The GC in the current .NET implementations are not real-time; they are heuristically efficient and fast. Note that the same can be said about manual allocation with malloc() in C (or new in C++) so if you are after real-time guarantees you already need to use something special. If you do not, then I do not want you to design the embedded electronics for the cars and planes I use !

Upvotes: 2

Daniel Earwicker
Daniel Earwicker

Reputation: 116764

You do not need to worry about this.

The reason is that if you ever find an edge case where the GC is taking up a significant amount of time, you will then be able to deal with it by making spot optimisations. This won't be the end of the world - it will probably be pretty easy.

And you are unlikely to find such edge cases. It really performs amazingly well. If you've only experienced heap allocators in typical C and C++ implementations, the .NET GC is a completely different animal. I was so amazed by it I wrote this blog post to try and get the point across.

Upvotes: 3

David
David

Reputation: 2795

Any GC algorithm will favor certain activity (ie:optimization). You will have to test the GC against your usage pattern to see how efficient it is for you. Even if someone else studied particular behavior of the .net GC and produced "facts" and "numbers", your results could be wildly different.

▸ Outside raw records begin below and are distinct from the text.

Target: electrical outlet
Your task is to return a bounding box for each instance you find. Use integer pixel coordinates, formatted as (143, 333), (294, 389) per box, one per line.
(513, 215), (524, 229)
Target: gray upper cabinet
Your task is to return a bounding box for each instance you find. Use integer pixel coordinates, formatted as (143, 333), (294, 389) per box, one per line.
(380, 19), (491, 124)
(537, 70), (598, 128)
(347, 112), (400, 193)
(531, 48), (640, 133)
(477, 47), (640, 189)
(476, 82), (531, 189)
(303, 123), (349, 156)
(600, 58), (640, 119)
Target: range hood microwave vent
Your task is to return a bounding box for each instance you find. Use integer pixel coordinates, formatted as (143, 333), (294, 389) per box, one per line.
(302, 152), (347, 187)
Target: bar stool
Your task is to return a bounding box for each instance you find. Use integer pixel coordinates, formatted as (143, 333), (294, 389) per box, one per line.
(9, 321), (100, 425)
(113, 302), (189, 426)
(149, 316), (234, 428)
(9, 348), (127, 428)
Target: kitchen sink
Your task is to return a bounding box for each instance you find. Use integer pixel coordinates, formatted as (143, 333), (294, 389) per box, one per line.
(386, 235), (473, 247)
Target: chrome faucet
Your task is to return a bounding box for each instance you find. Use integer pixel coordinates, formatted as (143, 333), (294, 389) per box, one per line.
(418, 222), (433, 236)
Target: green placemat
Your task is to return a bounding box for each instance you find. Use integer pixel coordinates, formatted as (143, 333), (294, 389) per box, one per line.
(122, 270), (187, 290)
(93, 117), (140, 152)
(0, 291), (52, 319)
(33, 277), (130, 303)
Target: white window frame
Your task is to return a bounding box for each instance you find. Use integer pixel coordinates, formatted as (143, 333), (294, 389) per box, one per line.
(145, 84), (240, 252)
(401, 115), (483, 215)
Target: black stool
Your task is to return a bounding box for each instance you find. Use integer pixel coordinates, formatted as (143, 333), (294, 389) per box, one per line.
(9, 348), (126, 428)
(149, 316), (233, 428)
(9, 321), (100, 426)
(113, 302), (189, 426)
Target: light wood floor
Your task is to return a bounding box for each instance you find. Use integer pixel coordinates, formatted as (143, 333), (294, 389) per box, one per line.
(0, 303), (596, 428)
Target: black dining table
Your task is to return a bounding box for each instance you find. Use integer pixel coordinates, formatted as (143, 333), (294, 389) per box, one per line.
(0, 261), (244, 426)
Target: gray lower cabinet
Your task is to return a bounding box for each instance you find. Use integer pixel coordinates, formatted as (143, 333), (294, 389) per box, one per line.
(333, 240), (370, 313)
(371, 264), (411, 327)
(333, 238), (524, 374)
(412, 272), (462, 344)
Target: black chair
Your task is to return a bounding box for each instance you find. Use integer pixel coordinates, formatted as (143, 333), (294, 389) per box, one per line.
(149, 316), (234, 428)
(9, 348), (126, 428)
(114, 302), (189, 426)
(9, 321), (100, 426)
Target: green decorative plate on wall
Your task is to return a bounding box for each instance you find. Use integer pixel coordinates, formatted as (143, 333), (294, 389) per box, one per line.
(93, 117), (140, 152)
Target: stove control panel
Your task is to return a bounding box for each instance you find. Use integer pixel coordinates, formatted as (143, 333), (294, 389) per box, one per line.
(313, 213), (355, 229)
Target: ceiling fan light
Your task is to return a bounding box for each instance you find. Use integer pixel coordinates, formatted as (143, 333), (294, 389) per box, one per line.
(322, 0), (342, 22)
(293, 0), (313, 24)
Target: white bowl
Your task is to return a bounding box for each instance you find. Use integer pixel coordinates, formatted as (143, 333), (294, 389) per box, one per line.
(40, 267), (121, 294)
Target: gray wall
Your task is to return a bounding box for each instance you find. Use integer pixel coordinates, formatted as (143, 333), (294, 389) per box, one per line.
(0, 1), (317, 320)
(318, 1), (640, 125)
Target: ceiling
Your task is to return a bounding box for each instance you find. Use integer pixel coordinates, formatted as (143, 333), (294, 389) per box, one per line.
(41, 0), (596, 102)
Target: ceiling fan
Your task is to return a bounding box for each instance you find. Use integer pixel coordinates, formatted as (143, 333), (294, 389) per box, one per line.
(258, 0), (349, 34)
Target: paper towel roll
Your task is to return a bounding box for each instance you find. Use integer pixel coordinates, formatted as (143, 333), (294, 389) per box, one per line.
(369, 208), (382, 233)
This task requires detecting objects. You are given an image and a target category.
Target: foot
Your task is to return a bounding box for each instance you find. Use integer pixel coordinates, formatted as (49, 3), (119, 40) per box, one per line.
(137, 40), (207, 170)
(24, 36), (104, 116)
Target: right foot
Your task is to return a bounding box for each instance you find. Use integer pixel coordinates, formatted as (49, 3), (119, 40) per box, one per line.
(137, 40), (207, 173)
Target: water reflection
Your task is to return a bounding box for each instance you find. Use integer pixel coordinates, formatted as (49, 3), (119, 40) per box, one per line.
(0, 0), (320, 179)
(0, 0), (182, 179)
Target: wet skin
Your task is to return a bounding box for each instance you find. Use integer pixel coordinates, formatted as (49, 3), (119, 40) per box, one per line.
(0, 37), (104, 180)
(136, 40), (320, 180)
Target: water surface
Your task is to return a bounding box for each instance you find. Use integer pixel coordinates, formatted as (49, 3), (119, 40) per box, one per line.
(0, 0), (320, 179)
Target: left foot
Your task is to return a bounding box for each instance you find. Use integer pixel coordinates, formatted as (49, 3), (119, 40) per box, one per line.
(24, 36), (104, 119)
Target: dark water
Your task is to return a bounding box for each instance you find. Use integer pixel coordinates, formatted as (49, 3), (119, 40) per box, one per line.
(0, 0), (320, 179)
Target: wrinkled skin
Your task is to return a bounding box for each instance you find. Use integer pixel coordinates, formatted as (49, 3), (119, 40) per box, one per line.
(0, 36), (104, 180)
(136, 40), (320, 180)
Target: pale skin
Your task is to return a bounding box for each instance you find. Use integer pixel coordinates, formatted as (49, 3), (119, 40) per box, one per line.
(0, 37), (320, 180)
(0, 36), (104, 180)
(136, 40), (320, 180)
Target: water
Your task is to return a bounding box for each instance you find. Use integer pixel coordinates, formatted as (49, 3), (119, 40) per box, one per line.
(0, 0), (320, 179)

I think the only reasonable answer to this question is anecdotal. Most people don't have a problem with GC efficiency, even in large-scale situations. It is considered at least as efficient or more efficient than the GC's of other managed languages. If you are still concerned, you probably should not be using a managed langauge.

Upvotes: 1

Remus Rusanu
Remus Rusanu

Reputation: 294487

Is efficient enough for most applications. But you don't have to live in fear of GC. On really hot systems, low latency requirements, you should program in a fashion that completely avoids it. I suggest you look at this Rapid Addition White Paper:

Although GC is performed quite rapidly, it does take time to perform, and thus garbage collection in your continuous operating mode can introduce both undesirable latency and variation in latency in those applications which are highly sensitive to delay. As an illustration, if you are processing 100,000 messages per second and each message uses a small temporary 2 character string, around 8 bytes (this a function of string encoding and the implementation of the string object) is allocated for each message. Thus you are creating almost 1MB of garbage per second. For a system which may need to deliver constant performance over a 16 hour period this means that you will have to clean up 16 hours x 60 minutes x 60 seconds x 1MB of memory approximately 56 GB of memory. The best you can expect from the garbage collector is that it will clean this up entirely in either Generation 0 or 1 collections and cause jitter, the worst is that it will cause a Generation 2 garbage collection with the associated larger latency spike.

But be warned, pulling off such tricks as avoiding GC impact is really hard. You really need to ponder whether you are at that point in your perf requirements where you need to consider the impact of GC.